Nephilingis dodo

Scientific classification
- Kingdom: Animalia
- Phylum: Arthropoda
- Subphylum: Chelicerata
- Class: Arachnida
- Order: Araneae
- Infraorder: Araneomorphae
- Family: Nephilidae
- Genus: Nephilingis
- Species: N. dodo
- Binomial name: Nephilingis dodo (Kuntner & Agnarsson, 2011)
- Synonyms: Nephilengys dodo

= Nephilingis dodo =

- Authority: (Kuntner & Agnarsson, 2011)
- Synonyms: Nephilengys dodo

Species of spider

Nephilingis dodo is an nephilid spider endemic to Mauritius.

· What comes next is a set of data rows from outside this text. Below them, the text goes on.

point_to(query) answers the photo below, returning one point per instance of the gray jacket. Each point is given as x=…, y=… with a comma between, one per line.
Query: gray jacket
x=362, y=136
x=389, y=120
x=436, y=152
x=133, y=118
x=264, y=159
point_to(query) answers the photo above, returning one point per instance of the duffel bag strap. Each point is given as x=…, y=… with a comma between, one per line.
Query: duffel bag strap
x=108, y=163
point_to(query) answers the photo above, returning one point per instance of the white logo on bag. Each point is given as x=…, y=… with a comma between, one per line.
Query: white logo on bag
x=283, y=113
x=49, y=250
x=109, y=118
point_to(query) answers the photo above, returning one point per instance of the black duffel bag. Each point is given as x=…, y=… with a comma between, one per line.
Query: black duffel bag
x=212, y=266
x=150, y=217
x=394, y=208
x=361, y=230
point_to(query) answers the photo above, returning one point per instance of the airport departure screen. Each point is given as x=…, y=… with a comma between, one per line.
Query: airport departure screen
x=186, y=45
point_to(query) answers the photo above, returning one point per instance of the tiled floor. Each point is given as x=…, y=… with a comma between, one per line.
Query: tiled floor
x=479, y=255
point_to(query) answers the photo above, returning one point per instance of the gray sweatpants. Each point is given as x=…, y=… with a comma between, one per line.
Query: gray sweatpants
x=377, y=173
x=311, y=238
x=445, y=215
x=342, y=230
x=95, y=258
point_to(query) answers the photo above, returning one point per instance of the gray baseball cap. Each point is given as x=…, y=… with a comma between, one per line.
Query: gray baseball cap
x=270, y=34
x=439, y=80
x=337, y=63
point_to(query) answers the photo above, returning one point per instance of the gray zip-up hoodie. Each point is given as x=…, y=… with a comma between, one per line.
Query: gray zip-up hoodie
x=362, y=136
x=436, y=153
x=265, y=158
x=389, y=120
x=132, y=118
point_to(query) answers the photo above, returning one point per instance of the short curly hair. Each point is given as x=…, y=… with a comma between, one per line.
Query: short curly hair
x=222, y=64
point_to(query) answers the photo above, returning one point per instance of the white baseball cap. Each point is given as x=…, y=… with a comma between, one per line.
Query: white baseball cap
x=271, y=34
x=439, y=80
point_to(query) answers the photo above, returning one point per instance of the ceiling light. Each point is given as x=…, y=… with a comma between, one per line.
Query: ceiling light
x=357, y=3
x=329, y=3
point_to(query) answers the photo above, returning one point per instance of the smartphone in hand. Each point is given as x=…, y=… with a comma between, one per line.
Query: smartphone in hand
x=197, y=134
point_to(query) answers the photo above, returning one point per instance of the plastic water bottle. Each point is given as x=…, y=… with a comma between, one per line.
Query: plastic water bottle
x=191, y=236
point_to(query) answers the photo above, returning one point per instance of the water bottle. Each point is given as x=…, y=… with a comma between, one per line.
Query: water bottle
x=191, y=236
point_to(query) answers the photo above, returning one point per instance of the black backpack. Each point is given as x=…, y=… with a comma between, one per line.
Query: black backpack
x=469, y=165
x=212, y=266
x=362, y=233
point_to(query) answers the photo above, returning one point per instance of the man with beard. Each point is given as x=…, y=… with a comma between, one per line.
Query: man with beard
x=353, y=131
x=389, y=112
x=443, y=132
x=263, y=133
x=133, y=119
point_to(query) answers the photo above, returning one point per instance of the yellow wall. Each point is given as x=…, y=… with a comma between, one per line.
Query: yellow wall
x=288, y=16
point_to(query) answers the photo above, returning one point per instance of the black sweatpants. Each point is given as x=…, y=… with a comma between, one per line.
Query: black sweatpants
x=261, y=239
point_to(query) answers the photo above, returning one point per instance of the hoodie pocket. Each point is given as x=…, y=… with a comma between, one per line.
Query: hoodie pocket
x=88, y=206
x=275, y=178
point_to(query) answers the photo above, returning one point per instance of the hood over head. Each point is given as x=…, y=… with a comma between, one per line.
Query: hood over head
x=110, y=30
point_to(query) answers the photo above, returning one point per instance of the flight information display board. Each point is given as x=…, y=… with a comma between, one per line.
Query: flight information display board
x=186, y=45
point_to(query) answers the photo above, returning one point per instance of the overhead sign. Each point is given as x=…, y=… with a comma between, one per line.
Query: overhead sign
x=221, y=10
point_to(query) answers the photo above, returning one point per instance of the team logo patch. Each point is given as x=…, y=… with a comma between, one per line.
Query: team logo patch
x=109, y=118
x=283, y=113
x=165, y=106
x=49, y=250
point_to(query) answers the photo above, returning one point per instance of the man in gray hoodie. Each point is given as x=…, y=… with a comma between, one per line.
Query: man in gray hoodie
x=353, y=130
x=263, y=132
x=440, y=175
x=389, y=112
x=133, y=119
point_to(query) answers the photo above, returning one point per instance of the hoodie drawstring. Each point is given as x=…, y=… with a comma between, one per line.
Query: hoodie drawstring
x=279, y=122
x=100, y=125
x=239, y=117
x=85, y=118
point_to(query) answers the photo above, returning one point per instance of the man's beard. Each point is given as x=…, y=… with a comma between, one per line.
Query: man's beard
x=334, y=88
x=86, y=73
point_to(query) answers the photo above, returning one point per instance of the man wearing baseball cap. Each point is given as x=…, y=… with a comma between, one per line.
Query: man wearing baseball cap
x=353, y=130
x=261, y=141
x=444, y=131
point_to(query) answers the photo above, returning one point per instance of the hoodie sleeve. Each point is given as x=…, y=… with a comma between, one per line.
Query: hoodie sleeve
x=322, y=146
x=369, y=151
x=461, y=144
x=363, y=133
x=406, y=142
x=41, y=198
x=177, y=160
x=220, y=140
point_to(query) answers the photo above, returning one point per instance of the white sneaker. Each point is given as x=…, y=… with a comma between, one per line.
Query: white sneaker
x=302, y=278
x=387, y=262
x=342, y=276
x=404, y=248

It was found to be separate from the related species Nephilingis borbonica in 2011.

==Anatomy==

===Female===

The abdomen is strikingly white. Females reach a length of about 23mm.

===Male===

Only 5 to 6 mm in length, males have a grey abdomen with white spots and a yellow-brown sternum.

==Distribution==

N. dodo is endemic to Mauritius, where it inhabits the native forests.

==Name==

Named after the vernacular of the extinct flightless bird from Mauritius, the dodo (Raphus cucullatus). These two species once shared their habitat, the increasingly rare native forests in Mauritius. The specific name, a noun in apposition, is meant to increase awareness of the need for urgent conservation of the Mauritius biota.